In this case, for N=3 and x=3 , I would search for the first number for which the three entries following it were all less than three. This would be a[4] .

This can easily be implemented by simply iterating through all the values via a for loop, but I was wondering if there any cleaner and more efficient ways of accomplishing this.

Answer 1

Approach #1 :

Here's a vectorized NumPy way -

def start_valid_island(a, thresh, window_size):
    m = a<thresh
    me = np.r_[False,m,False]
    idx = np.flatnonzero(me[:-1]!=me[1:])
    lens = idx[1::2]-idx[::2]
    return idx[::2][(lens >= window_size).argmax()]

Sample runs -

In [44]: a
Out[44]: array([ 1,  4,  5,  7,  1,  2,  2,  4, 10])

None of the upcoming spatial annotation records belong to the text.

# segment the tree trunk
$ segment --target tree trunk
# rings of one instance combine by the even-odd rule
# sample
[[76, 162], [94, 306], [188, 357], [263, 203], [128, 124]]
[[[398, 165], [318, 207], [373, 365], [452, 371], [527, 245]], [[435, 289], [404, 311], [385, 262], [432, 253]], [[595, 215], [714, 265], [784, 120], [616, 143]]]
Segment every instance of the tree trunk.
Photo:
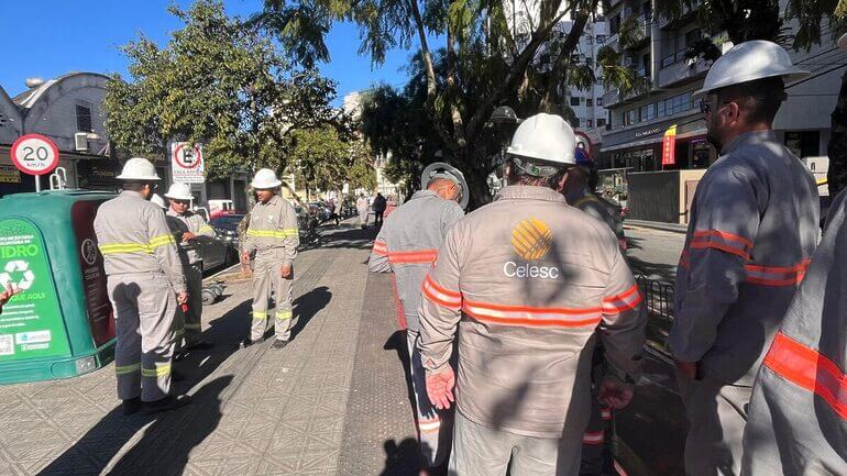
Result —
[[835, 198], [847, 187], [847, 73], [842, 76], [842, 89], [832, 121], [832, 136], [827, 147], [829, 170], [826, 178], [829, 184], [829, 197]]

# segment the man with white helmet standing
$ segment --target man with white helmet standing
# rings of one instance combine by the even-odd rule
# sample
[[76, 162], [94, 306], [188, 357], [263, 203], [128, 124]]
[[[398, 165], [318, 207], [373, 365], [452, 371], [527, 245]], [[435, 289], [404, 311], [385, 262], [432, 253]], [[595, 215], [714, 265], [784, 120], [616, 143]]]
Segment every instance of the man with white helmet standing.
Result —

In [45]: start_valid_island(a, thresh=3, window_size=3)
Out[45]: 4

In [46]: a[:3] = 1

In [47]: start_valid_island(a, thresh=3, window_size=3)
Out[47]: 0

Approach #2 :

With SciPy's binary-erosion -

from scipy.ndimage.morphology import binary_erosion

def start_valid_island_v2(a, thresh, window_size):
    m = a<thresh
    k = np.ones(window_size,dtype=bool)
    return binary_erosion(m,k,origin=-(window_size//2)).argmax()

Approach #3 :

To complete the set , here's a loopy one based on short-ciruiting and using the efficiency of numba -

from numba import njit

@njit
def start_valid_island_v3(a, thresh, window_size):
    n = len(a)
    out = None
    for i in range(n-window_size+1):
        found = True
        for j in range(window_size):
            if a[i+j]>=thresh:
                found = False
                break
        if found:
            out = i
            break
    return out

Timings -

In [142]: np.random.seed(0)
     ...: a = np.random.randint(0,10,(100000000))

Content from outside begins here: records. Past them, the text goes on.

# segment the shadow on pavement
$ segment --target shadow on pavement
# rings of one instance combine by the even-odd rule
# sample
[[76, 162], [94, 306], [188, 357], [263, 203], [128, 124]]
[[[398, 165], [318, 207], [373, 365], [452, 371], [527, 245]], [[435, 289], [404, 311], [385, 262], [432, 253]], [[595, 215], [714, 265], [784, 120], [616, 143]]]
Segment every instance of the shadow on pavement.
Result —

In [145]: %timeit start_valid_island(a, thresh=3, window_size=3)
1 loop, best of 3: 810 ms per loop

In [146]: %timeit start_valid_island_v2(a, thresh=3, window_size=3)
1 loop, best of 3: 1.27 s per loop

In [147]: %timeit start_valid_island_v3(a, thresh=3, window_size=3)
1000000 loops, best of 3: 608 ns per loop

Answer 2

Try it like this, will return None if no number matches the condition:

def func(a, n, x):
    for i, e in enumerate(a):
        nextN = a[i+1:i+n+1]
        if len(nextN) < n:
            return None
        elif all([j < x for j in nextN]):
            return e

Answer 3

For what it is worth, this is how to do it in vanilla-python .

a = [1,4,5,7,1,2,2,4,10]

res = next(i for i in range(len(a)-3) if all(j<3 for j in a[i:i+3]))
print(res)  # 4

Probably most Numpy solutions are going to be faster though.

Also note that the above will throw StopIteration if no solution can be found, so consider wrapping it up in a try -block.